Thanks Mate will look. But how come its just started this type of behavior??

Scanned all service ports up to 1056. No problems. I think Messenger service is disabled never used it where is it

Both downloaded, both were enabled, now disabled, re booted and after a minute of loging on the Trojans back, the alerts come every minute. Have not found that other disable alert thingy yet. Looks like i'm stuck with it. No figure though.

That''s a good idea Stephen...I forgot all about you have that option in dial up.....

Brian, #1 : you''re safe. #2 : there should be a setting to disable that icon from flashing.....it''s been so long that I used Norton, I just can''t remember where it''s at. You could just hide the icon in the system tray, then you''ll know it''s running and, more importantly, you won''t see it all the time.


[Message Edited]

Norton 2004 auto blocks a site which is seen to attempt to run an invalid script or to attempt a TCP/IP attack for 30 minutes, you can over ride it in the configuration, over all or ively.

I would suggest ive.... just because

Increased scanning of 5000/tcp
added May 18
US-CERT has received reports of scanning activity directed at port 5000/tcp. This port is used by the Microsoft Windows Universal Plug and Play service (UPnP). Some of this activity can be attributed to two worms: W32/Bobax and W32/Kibuv. These worms scan for systems with port 5000/tcp open to identify machines running Windows XP (which enables the UPnP service by default), prior to attempting to exploit these systems.

Now see if i've got this right. These two ground crawlers are hitching a lift in the Trojan, Sokets de trios v1, to bombard my port 5000 (the firewall confirms this) to stuff up my puter. I'm safe because i'm behind a firewall and the three disabling programs i downloaded. Also because i've run a security check on ALL port to confirm i am in full stealth mode. Some lowlife somewhere is making these bullets and firing at ramdom for kicks or financial gain?

Acording to reports i've read there is very high activity in port 5000 taraffic. Thanks Deborah I did a little reading

Have i got the gist of it

yrag likes a good bumpin'..

Yes, you have a good understanding of what is happening and what isn't.
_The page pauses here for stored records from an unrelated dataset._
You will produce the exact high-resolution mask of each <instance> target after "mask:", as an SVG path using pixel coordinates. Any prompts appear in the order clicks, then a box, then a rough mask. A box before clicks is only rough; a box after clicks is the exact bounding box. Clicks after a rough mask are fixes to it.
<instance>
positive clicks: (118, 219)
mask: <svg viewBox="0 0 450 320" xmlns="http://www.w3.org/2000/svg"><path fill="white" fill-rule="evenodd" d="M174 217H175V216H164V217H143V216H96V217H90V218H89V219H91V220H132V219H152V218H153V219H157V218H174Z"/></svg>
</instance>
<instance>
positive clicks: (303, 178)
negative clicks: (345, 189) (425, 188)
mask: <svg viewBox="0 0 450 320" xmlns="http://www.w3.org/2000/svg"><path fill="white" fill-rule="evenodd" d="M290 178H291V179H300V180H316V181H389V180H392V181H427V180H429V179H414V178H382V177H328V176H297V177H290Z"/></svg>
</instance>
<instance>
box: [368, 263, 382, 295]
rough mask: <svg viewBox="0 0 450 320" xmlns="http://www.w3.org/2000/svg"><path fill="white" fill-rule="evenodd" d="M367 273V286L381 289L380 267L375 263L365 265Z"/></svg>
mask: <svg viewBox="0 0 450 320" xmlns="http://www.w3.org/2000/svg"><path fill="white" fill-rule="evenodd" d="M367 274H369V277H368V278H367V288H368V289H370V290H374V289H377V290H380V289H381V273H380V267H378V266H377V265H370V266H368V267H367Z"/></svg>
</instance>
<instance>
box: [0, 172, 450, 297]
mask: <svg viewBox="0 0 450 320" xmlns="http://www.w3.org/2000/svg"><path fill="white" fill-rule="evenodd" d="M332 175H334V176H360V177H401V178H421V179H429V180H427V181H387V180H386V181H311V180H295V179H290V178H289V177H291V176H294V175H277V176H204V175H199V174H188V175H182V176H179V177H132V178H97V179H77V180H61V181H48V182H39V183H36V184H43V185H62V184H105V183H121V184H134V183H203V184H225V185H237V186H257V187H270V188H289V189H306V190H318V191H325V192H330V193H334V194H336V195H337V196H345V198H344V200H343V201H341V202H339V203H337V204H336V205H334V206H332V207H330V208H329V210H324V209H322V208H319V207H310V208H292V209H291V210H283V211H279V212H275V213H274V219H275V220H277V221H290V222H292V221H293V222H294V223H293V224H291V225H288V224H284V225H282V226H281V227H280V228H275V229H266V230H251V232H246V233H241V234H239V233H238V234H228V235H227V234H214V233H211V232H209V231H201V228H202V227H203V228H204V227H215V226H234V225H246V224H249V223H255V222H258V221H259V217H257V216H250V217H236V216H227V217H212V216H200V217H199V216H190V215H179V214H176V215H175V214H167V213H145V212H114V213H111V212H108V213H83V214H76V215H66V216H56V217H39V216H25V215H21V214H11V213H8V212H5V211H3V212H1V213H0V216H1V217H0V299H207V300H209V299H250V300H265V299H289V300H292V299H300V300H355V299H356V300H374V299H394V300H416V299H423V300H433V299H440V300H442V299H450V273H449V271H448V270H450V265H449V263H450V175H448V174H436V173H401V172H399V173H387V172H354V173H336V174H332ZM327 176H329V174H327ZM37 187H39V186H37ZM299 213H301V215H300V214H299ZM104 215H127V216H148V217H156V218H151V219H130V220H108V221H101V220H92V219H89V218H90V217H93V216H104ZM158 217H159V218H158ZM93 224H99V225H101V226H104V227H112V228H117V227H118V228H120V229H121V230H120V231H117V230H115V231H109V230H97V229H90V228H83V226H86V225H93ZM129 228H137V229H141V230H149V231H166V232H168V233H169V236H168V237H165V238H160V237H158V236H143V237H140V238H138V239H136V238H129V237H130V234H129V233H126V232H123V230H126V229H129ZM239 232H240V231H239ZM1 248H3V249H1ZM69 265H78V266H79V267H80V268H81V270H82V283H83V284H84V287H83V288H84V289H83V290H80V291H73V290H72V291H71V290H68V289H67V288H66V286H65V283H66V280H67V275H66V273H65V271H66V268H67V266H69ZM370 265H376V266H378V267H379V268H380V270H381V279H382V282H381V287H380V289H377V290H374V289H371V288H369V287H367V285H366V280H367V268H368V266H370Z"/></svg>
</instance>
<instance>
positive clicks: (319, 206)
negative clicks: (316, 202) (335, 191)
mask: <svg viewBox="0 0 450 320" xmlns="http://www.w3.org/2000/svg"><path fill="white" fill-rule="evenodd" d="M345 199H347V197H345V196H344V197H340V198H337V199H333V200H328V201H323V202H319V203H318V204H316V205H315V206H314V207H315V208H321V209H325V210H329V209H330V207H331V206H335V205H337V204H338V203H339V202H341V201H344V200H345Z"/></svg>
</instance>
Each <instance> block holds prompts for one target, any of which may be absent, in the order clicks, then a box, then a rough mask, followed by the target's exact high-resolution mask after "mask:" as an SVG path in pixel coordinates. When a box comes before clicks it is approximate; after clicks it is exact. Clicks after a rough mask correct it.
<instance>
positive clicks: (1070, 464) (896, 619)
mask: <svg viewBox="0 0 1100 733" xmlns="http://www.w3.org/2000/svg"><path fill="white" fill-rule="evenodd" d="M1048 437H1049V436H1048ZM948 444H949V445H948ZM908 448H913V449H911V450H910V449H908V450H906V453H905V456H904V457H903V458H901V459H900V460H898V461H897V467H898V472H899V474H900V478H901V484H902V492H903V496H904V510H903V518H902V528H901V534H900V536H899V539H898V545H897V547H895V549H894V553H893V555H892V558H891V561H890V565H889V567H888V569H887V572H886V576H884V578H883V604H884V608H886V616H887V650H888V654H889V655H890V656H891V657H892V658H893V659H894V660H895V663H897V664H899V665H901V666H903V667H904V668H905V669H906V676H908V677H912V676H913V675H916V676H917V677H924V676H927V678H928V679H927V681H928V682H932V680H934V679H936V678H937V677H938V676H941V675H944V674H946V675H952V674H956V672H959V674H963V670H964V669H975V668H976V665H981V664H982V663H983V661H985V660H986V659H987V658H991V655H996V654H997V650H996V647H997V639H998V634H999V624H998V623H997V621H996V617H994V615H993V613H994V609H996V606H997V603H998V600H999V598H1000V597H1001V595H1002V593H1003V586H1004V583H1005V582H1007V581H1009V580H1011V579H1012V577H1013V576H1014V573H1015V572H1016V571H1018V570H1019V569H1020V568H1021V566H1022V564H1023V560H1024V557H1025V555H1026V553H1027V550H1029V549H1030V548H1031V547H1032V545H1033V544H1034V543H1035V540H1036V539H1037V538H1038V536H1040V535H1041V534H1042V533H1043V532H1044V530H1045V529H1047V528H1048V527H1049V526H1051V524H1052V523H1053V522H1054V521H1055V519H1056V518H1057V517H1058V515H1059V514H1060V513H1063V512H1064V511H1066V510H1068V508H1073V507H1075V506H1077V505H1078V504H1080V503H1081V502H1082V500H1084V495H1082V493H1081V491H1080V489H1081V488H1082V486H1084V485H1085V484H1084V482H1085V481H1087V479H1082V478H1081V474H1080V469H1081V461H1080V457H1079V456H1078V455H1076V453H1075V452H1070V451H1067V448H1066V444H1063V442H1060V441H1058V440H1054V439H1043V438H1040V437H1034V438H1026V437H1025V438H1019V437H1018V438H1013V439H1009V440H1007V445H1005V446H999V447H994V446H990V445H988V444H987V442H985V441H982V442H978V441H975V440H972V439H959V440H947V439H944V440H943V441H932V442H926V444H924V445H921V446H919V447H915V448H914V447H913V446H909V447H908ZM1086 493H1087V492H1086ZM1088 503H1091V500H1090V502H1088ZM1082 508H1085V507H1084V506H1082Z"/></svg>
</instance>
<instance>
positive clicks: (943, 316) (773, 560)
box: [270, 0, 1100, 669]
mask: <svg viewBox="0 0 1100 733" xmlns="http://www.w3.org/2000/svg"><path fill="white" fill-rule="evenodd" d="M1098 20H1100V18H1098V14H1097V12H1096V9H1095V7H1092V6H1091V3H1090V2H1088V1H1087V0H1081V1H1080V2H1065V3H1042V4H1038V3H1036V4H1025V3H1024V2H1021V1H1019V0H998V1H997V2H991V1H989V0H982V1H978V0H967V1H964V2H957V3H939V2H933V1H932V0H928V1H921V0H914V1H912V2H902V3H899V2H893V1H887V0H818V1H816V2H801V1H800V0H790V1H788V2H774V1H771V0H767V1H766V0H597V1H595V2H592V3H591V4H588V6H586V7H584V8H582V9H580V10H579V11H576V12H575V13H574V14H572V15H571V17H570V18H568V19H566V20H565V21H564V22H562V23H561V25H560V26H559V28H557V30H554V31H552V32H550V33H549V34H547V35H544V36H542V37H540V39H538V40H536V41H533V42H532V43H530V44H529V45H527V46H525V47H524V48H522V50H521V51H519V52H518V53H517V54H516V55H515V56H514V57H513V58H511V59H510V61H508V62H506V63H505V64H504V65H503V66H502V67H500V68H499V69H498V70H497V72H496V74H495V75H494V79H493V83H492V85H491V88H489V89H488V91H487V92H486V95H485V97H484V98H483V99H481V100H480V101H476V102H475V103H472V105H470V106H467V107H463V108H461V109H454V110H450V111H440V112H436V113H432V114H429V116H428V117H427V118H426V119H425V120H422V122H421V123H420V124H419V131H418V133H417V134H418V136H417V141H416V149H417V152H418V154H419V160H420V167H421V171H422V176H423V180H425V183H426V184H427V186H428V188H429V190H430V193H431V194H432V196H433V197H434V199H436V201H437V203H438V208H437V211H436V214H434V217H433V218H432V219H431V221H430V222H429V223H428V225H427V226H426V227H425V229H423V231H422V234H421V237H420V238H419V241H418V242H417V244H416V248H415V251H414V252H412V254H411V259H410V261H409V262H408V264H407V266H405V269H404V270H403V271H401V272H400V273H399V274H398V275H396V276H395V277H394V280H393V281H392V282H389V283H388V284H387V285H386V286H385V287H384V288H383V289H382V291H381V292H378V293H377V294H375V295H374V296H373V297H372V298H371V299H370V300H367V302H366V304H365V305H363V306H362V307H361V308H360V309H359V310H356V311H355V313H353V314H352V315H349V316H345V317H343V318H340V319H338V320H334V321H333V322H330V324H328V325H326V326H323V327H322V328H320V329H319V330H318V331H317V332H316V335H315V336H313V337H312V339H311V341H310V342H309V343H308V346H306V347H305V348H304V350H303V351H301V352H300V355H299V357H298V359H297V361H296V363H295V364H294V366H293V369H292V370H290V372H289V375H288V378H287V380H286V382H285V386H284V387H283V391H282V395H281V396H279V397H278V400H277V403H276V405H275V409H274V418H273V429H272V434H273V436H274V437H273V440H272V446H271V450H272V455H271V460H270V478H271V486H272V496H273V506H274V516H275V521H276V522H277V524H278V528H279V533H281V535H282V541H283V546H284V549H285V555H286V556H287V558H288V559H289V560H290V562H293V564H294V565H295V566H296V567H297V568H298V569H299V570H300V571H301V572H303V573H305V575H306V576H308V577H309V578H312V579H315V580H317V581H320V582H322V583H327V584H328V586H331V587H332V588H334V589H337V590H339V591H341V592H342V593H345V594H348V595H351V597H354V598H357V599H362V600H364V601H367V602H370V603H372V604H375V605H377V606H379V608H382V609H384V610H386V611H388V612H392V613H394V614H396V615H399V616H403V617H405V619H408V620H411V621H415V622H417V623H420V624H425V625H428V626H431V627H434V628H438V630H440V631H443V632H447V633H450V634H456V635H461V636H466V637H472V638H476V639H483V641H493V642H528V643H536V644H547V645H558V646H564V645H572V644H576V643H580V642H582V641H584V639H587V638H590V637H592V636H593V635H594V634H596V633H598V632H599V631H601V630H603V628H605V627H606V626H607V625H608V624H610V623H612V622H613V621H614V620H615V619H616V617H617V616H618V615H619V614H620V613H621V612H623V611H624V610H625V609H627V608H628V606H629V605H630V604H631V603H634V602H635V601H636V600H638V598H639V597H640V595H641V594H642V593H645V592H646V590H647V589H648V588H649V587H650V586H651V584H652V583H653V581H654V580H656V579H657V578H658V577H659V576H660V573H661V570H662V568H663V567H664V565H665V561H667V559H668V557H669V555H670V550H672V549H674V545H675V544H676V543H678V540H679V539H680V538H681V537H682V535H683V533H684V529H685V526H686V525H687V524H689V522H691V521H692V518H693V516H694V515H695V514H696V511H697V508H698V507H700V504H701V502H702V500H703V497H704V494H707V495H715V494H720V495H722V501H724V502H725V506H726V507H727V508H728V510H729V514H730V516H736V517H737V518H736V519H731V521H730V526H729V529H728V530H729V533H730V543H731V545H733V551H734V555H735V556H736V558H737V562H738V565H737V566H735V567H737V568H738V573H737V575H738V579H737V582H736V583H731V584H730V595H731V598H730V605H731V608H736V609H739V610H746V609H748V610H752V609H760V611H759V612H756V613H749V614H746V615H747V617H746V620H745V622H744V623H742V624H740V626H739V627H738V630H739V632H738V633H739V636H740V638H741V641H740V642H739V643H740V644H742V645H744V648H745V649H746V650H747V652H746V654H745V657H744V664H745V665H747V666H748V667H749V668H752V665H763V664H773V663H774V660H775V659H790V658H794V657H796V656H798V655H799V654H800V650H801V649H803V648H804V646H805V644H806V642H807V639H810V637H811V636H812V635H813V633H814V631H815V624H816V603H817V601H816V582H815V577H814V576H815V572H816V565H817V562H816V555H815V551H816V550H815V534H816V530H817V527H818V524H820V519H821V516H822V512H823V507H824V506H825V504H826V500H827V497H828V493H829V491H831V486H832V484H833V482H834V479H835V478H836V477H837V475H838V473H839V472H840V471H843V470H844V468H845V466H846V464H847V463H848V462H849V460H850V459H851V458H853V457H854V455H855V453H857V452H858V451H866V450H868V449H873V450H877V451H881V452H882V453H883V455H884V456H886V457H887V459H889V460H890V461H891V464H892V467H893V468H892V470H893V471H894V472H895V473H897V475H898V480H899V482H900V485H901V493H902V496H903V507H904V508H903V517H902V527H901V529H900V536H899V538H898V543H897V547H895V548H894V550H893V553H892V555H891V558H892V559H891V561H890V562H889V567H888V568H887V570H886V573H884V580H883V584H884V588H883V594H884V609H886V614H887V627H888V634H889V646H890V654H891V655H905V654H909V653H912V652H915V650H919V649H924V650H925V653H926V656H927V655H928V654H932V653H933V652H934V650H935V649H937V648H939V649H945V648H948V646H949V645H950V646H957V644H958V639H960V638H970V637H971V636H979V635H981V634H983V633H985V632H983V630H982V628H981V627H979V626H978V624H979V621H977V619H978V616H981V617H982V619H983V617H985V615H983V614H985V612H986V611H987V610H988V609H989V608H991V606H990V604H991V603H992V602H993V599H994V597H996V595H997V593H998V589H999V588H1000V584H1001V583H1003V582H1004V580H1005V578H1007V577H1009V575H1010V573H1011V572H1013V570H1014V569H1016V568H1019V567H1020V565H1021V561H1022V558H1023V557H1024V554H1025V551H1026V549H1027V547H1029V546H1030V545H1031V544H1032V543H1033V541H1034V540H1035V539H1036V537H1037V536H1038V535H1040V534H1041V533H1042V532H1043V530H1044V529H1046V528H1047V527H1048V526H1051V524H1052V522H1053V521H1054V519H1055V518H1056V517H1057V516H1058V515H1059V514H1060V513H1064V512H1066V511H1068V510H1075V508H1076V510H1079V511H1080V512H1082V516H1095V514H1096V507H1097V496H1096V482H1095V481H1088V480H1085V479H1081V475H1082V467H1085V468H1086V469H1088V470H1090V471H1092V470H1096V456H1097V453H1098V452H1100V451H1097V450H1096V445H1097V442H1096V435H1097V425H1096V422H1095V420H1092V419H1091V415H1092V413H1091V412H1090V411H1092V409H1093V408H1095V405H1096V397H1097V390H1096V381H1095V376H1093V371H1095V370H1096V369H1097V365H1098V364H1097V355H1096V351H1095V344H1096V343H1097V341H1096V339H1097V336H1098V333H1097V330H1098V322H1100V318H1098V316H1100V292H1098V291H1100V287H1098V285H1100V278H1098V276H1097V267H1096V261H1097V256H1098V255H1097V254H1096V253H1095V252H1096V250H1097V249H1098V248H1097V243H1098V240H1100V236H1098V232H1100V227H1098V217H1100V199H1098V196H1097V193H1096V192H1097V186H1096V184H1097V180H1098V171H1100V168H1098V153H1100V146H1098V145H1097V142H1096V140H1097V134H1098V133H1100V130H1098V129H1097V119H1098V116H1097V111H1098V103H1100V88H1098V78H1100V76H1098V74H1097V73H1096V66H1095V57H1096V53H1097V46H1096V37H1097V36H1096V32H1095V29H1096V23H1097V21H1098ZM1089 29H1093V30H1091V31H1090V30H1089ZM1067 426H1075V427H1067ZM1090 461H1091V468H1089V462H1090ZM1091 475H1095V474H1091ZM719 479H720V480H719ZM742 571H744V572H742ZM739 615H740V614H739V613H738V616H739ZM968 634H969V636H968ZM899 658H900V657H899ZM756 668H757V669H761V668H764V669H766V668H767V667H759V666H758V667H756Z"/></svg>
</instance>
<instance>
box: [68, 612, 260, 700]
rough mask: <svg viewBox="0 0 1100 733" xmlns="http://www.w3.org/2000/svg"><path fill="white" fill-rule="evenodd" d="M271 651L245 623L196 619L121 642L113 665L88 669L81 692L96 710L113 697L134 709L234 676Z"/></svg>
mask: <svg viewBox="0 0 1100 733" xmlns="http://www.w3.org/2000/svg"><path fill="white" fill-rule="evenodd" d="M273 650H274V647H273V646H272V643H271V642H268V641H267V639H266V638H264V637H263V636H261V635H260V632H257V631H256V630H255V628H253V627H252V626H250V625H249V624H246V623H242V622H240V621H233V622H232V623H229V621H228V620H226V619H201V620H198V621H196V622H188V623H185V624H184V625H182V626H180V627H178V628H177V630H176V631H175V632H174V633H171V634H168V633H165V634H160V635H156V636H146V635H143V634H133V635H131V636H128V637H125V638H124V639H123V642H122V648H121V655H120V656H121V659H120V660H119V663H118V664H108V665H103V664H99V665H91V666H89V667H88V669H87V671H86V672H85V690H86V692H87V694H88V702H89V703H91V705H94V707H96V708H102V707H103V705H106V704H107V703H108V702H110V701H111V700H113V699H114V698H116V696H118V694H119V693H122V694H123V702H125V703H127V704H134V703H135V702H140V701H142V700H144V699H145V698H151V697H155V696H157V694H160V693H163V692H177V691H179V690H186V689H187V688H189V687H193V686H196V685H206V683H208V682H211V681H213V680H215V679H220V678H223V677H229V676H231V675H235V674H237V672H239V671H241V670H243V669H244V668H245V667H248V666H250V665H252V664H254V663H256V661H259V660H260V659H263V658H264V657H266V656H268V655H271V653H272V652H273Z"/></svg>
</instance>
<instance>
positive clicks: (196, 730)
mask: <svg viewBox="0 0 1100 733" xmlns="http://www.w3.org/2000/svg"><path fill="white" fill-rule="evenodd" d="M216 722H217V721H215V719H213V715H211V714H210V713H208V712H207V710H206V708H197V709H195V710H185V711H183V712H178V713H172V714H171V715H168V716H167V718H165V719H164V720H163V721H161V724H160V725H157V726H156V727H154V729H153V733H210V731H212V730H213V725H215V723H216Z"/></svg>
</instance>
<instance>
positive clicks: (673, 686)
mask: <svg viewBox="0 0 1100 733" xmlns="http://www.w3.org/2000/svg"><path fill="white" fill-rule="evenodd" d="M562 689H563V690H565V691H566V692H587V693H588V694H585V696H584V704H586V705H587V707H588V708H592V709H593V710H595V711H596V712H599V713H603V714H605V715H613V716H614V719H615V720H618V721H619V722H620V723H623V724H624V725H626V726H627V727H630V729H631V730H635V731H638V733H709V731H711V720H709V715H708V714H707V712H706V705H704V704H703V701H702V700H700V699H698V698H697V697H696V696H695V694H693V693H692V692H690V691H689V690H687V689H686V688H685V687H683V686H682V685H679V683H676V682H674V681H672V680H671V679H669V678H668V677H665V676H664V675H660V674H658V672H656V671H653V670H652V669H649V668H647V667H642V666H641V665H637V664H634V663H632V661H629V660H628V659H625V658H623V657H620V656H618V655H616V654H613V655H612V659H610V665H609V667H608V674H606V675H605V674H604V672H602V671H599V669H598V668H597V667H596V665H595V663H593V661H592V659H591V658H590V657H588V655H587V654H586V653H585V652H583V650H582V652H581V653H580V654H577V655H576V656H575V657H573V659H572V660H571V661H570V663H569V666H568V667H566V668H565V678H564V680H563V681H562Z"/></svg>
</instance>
Norton, unlike most, is just telling you that it was blocked. The one thing you have to remember is that it's only telling you that, not the scanner. When you run in full Stealth, for all intents and purposes, nothing scanning the internet knows you're there. If, on the other hand, Norton was to react to the actual scan (other then the alert to you) by bouncing it back to the source then the scan would know your presence...have I confused you enough?

No setting...a good firewall is set that way as a default. The idea (and it's a good one) is that a scanner can't scan what it can't find.....

A little paranoid, are we...

If all your ports show "Stealth" you're good.


yrag thinks you need to move on....try playing with something else for a while

Thanks Yrag ,but it was fun while it lasted. Now about Symetrix you emailed me. (joking only joking)

I'm late to the party, sorry, so don't flame me.

If you just started getting the trojan notices, I would delete the internet cache if I were you. Sometimes, a bad cookie could cause such problems. I would also run Spybot to make sure you haven't got a malicious file of some sort.
You may also want to delete all your cookie authorizations in NPF. Just in case you authorized a malicious activeX. Its really easy to delete all the cookie authorizations. Just manually delete one and then hold down the enter button and it will delete the rest.